Truth in Action Ministries recently released a film titled Freedom on Trial, which features Robert Bork, the failed Reagan Supreme Court nominee, Eagle Forum founder Phyllis Schlafly, and Heritage Foundation vice president Genevieve Wood. The general theme of the documentary is that Christianity is under attack thanks to liberal "activist judges." Bork warns that courts are “teaching the people that religion is evil,” while another conservative attorney claims decisions that go against the Ten Commandments will “destroy the country.”
President Obama’s judicial nominees were being filibustered because they threaten to alter the circuit court’s philosophical balance.
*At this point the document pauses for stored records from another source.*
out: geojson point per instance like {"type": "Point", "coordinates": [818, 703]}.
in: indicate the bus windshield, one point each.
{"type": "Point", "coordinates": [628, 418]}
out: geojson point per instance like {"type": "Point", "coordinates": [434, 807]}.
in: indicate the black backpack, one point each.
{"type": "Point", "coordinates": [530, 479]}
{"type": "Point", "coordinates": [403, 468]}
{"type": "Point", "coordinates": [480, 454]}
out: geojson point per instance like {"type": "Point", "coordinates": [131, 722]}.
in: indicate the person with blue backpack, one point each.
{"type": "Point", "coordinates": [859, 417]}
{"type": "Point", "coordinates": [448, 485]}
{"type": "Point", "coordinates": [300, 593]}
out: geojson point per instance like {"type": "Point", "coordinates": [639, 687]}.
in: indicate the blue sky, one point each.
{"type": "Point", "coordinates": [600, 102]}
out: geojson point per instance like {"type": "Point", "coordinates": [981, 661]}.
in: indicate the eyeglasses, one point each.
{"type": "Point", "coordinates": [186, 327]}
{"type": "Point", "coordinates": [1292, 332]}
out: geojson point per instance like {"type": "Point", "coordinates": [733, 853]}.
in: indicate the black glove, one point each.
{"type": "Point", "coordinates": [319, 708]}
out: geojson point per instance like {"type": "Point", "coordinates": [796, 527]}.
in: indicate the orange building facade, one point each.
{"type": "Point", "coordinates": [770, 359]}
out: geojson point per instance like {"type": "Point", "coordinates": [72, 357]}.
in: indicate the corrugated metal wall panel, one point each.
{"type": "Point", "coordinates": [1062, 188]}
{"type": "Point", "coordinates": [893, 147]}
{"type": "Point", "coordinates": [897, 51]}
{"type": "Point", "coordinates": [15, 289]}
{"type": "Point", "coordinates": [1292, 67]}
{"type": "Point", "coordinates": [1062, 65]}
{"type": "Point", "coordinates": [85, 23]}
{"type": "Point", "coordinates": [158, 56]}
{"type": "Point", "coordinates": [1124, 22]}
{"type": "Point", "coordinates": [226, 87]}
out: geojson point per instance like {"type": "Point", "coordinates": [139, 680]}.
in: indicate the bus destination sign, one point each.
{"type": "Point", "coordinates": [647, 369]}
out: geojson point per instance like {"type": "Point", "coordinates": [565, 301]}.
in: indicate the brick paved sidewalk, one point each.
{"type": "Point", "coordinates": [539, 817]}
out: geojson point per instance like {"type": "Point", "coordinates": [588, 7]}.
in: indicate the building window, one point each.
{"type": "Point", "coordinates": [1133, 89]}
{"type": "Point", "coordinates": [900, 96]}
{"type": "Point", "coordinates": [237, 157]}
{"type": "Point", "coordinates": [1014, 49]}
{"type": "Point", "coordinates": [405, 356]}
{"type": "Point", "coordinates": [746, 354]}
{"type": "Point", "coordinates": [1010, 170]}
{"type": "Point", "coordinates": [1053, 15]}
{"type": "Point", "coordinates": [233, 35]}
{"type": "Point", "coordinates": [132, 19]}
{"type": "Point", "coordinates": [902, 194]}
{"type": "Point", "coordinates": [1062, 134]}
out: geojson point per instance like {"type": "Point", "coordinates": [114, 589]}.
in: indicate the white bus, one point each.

The Republican Party has again demonstrated that nullification and obstruction are ready-made weapons to ensure the courts remain dominated by conservatives.
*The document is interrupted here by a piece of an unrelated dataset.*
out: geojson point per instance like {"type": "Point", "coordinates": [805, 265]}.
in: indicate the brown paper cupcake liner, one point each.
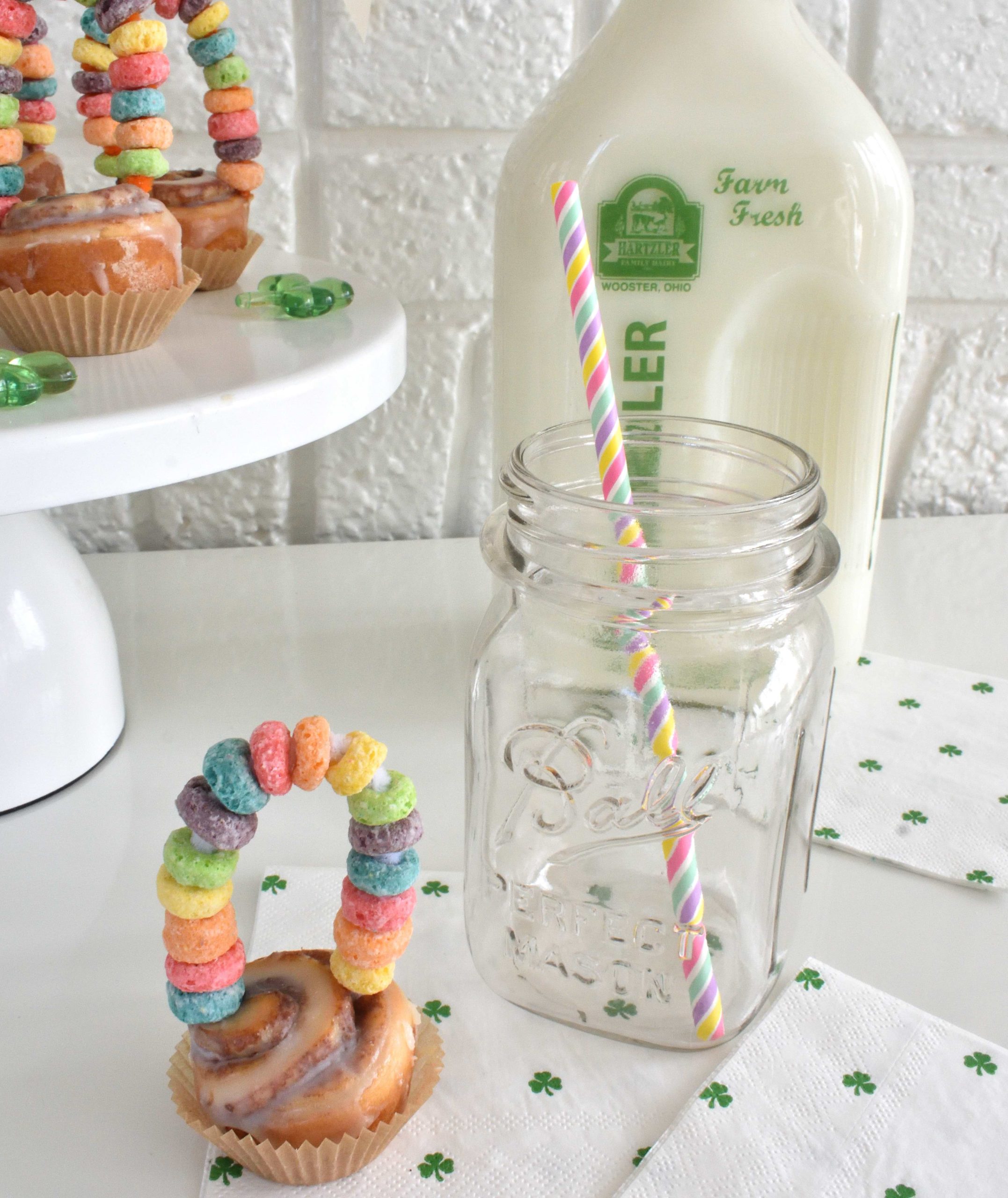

Cass R. Sunstein, author of Radicals in Robes: Why Extreme Right-Wing Courts are Bad for America,
writes, “Our courts now represents the most extreme elements of the
Republican Party. These reformers include a number of federal
judges—radicals in robes, fundamentalists on the bench….some of these
judges do not hesitate to depart radically from longstanding
understandings of constitutional meaning.” Political analyst James
Fallows writes, “Add that to the simply unprecedented abuse of the
filibuster in the years since the Democrats won control of the Senate
and then took the White House, you have what we’d identify as a kind of
long-term coup if we saw it happening anywhere else.”
The end of
the filibuster threatens the far right’s stranglehold on our courts.
Senate minority leader Mitch McConnell warned, “The solution to this
problem is at the ballot box. We look forward to having a great election
in November 2014.” John McCain warned, “Democrats will regret this.”For Republicans to take back the Senate, they’ll need to win six seats. Given Democrats will need to defend 21 seats, compared to just 14 for the GOP, and that seven of those 21 Democratic seats are in states that lean Republican, expect the Christian Right to be the party’s primary water carrier in the midterms.
Former Speaker Tip O’Neill liked to say that all politics is local. He was wrong. It’s tribal. The detonation of the nuclear option ensures the always-mobilized theological tribe will turn out in high numbers in 2014. This means America’s secular state will remain in the balance should the secular left tribe do no better than its impotency in 2010.